Pakistan Today

Pakistan demands more details on Abu Jundal

Interior Minister Rehman Malik has called on India to provide more details about the 26/11 key handler Abu Jundal, saying criminals using “fake” passports could not be Pakistanis.
“Pakistan expects to receive a copy of the statement of (Jundal). I expect to have original passport claimed to have been allegedly given by (Pakistan),” Malik wrote in a message posted on Twitter late on Friday night. Indian authorities have said Ansari alias Abu Jundal – who is an Indian citizen – had travelled to Saudi Arabia on a Pakistani passport.
In recent interactions with the media, Malik has questioned whether the passport used by Ansari was genuine. In another message posted on Twitter, Malik noted that “India had claimed earlier that (Jundal) had a Pakistani passport”, adding criminals using “fake” passports “cannot be Pakistani”. In yet another message, Malik said Pakistan “will continue to fully cooperate with India in the investigation of Mumbai terrorist attacks. Pak and India need to identify their real enemy.”
He said the two countries “need to know their real common enemy”. He also raised questions about Pakistan-American terror suspect David Headley, asking “who funded him to produce movies of locations” in Mumbai. Meanwhile, in yet another delay in the trial of seven Pakistani suspects charged with involvement in the Mumbai attacks, the matter has been adjourned until July 14 when the court will take up an application filed by Lashkar-e-Tayyaba commander Zakiur Rehman Lakhvi.
Chaudhry Habibur Rehman, who was recently appointed judge of the Rawalpindi-based anti-terrorism court no 1, began hearing the case on Saturday. He said arguments by Lakhvi’s lawyer on the application will be heard at the next hearing. The Lashkar-e-Tayyaba operations commander has filed an application asking the court not to make the report of the Judicial Commission part of the proceedings as it has “no legal value”. The eight-member commission, which included prosecutors and defence lawyers, visited Mumbai earlier this year and interviewed a judge, a senior police officer and two doctors who conducted the autopsies of the terrorists involved in the attacks and their victims.
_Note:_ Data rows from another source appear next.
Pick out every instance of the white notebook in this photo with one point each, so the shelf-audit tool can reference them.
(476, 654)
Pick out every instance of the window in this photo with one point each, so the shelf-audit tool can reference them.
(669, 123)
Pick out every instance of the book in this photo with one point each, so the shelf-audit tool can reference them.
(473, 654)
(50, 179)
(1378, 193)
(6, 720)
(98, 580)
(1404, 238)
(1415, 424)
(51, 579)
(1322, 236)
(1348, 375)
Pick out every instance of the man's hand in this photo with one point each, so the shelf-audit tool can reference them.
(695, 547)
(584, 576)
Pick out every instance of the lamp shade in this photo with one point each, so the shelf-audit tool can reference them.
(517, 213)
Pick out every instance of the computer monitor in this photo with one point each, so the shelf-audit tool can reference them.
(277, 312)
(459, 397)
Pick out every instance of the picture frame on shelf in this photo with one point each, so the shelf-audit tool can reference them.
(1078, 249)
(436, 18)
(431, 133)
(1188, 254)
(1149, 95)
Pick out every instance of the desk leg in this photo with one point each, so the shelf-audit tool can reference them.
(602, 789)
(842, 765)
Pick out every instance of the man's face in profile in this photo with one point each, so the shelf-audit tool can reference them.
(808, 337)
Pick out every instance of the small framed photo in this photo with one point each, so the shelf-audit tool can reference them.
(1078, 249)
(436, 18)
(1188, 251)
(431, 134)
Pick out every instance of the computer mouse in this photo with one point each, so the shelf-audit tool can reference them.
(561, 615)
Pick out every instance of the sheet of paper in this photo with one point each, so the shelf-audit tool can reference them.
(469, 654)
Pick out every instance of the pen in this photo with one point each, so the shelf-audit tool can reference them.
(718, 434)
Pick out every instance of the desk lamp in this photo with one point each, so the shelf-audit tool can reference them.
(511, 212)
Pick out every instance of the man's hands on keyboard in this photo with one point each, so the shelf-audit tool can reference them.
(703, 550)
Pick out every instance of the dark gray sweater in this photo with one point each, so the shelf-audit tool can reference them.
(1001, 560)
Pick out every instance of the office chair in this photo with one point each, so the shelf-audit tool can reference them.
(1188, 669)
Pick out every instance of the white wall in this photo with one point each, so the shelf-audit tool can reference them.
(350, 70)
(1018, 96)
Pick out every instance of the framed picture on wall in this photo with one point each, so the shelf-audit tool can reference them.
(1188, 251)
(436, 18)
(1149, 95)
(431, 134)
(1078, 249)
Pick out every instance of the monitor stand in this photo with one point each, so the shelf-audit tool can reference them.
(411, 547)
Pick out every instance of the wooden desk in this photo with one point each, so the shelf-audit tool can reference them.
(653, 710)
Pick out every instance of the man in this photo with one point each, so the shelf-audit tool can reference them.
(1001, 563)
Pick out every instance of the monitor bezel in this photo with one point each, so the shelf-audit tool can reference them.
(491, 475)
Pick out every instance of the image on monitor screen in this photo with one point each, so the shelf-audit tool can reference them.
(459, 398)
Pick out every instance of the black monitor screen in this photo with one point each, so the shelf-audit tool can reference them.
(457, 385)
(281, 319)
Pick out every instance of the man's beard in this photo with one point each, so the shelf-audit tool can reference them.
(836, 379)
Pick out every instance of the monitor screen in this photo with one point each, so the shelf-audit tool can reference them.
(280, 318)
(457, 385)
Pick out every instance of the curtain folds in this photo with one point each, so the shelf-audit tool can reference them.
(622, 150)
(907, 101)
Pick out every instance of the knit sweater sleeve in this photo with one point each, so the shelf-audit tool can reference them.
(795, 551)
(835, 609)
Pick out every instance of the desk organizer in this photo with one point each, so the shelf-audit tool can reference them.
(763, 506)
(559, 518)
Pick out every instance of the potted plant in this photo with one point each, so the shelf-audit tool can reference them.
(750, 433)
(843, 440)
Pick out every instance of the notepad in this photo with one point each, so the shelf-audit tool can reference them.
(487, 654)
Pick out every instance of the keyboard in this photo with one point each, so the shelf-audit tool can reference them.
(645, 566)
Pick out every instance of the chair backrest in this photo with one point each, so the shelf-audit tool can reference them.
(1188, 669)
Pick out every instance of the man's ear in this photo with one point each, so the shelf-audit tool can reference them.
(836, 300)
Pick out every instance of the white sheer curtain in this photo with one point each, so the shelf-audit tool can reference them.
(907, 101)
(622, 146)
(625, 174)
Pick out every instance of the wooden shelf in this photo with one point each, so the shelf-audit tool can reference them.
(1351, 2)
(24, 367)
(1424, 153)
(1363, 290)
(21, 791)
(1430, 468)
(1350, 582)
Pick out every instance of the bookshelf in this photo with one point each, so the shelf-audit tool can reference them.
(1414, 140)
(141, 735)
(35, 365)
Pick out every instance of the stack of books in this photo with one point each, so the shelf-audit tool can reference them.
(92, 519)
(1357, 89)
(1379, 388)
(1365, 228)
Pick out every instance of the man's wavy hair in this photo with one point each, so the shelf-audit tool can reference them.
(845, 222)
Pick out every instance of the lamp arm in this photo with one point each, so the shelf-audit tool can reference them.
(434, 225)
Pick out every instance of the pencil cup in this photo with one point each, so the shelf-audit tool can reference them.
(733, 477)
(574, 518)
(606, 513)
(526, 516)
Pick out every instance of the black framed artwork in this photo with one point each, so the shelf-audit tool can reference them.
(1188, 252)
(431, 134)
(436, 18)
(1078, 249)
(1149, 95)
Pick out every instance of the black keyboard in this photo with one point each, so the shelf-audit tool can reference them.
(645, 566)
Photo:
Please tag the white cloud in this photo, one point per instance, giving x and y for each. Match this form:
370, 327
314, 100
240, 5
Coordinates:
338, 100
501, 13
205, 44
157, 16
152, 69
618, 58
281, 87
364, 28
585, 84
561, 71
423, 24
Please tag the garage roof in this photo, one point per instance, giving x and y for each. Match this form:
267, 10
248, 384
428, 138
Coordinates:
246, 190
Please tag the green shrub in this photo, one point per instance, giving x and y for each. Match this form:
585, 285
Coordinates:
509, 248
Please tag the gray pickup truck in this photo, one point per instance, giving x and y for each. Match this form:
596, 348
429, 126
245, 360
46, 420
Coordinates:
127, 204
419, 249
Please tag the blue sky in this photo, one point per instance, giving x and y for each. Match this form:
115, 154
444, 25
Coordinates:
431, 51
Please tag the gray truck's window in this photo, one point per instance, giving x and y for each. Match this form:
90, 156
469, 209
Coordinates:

Defence lawyers have contended that the commission’s report has no legal value as the panel did not have the right to cross-examine witnesses in India. Lakhvi’s lawyer Khwaja Haris Ahmed has said the commission’s visit to India was an exercise in futility. The anti-terrorism court no 1 is conducting the trial of those charged with involvement in the Mumbai attacks and hearings are held behind closed doors at Adiala Jail in Rawalpindi due to security reasons.